Riggins happily lounging in his bed, (Photo by Wendy Newell)
Riggins happily lounging in his bed, (Photo by Wendy Newell)
Early morning snuggles with mom. (Photo by Wendy Newell)
Early morning snuggles with mom. (Photo by Wendy Newell)

I bought a ramp that seemed to be study enough to hold my big boy and waited joyfully for the Amazon Gods to deliver next day. It was time to teach my darling pup how to use his new equipment and stay safe leaping up to and down from the human bed. I grabbed some high-value treats and got ready for battle.

I didn’t get far. Riggins has proven to be the kind of pup you can’t force into a situation. For example, ever since a near-tragic episode at a friends’ pool as a puppy, he has been afraid of water. If you try to force him into a body of liquid evil, as he sees it, you are never going to succeed. The only chance you have of him enjoying the cool feeling of H2O around his ankles is to ignore him and let him wade in at his own pace. It takes a lot of patience, but it’s the best way.

"Nope!" Riggins response to coming down off the bed using the ramp. (Photo by Wendy Newell)
“Nope!” Riggins response to coming down off the bed using the ramp. (Photo by Wendy Newell)

I tried patience with our be ramp. I tried coercing with the high-value treats. I helped boost him up. I blocked off any route except the glorious ramp. Still, it was torture getting him to use it. Once up, he would happily stay up there for the rest of his life if his only option was to use the ramp to come down. Each attempt at training ended in a horrific game of chicken, where it is his will against mine. I’m ashamed to say, he always wins and I pull aside all obstacles so he can leap down to the ground. A leap that I know he is getting too old to make.

Riggins just turned 11. June 22nd was his birthday. As a big dog, he hit “senior” years ago. His last trip to the vet resulted in pain pills for the start of arthritis in his back legs. My sweet baby boy is getting older. I’m increasingly afraid that the leap up and down from the human bed will hurt him.

"My front paws are on it! Give me my treat!." (Photo by Wendy Newell)
“My front paws are on it! Give me my treat!.” (Photo by Wendy Newell)
"I don't care how many of those tasty treats you have, I'm not using that ramp!" (Photo by Wendy Newell)
“I don’t care how many of those tasty treats you have, I’m not using that ramp!” (Photo by Wendy Newell)

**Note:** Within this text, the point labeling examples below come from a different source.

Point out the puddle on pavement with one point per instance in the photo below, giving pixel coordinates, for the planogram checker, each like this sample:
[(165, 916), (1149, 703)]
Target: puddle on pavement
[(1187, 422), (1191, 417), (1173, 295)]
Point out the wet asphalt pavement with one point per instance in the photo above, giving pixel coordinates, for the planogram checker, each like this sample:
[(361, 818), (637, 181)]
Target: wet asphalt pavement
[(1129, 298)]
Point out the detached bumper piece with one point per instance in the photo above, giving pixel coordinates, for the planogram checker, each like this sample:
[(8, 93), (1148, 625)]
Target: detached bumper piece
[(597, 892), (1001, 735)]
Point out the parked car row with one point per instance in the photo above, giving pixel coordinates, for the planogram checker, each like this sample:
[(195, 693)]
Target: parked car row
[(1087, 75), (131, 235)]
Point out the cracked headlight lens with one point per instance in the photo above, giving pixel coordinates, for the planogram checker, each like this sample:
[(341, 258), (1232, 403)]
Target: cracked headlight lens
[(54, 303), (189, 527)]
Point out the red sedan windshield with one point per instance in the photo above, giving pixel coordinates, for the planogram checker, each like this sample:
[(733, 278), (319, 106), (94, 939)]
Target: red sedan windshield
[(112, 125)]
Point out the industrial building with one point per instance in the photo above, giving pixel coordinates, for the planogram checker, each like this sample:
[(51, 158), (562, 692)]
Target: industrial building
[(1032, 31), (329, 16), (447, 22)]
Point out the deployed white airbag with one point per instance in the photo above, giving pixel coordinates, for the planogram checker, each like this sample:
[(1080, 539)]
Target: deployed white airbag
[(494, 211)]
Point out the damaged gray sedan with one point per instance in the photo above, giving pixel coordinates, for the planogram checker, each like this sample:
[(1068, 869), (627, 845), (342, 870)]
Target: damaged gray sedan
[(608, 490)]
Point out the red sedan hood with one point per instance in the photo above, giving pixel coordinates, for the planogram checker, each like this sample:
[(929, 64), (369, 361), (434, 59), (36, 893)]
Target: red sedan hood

I simply can’t have that. I have to find a safe and effective way for him to get to and from his favorite napping spot, curled next to me. What am I to do? Seriously, I’m asking for your help, what do I do?

Please share your suggestions. Are there better training techniques to get Riggins to use his ramp? Should I ditch the not-inexpensive ramp solution and invest in some stairs? And if so, what types of stairs do you recommend? I have such a small space that I need a solution that is compact, usable, and, if possible, doubles as storage. Any ideas? Help!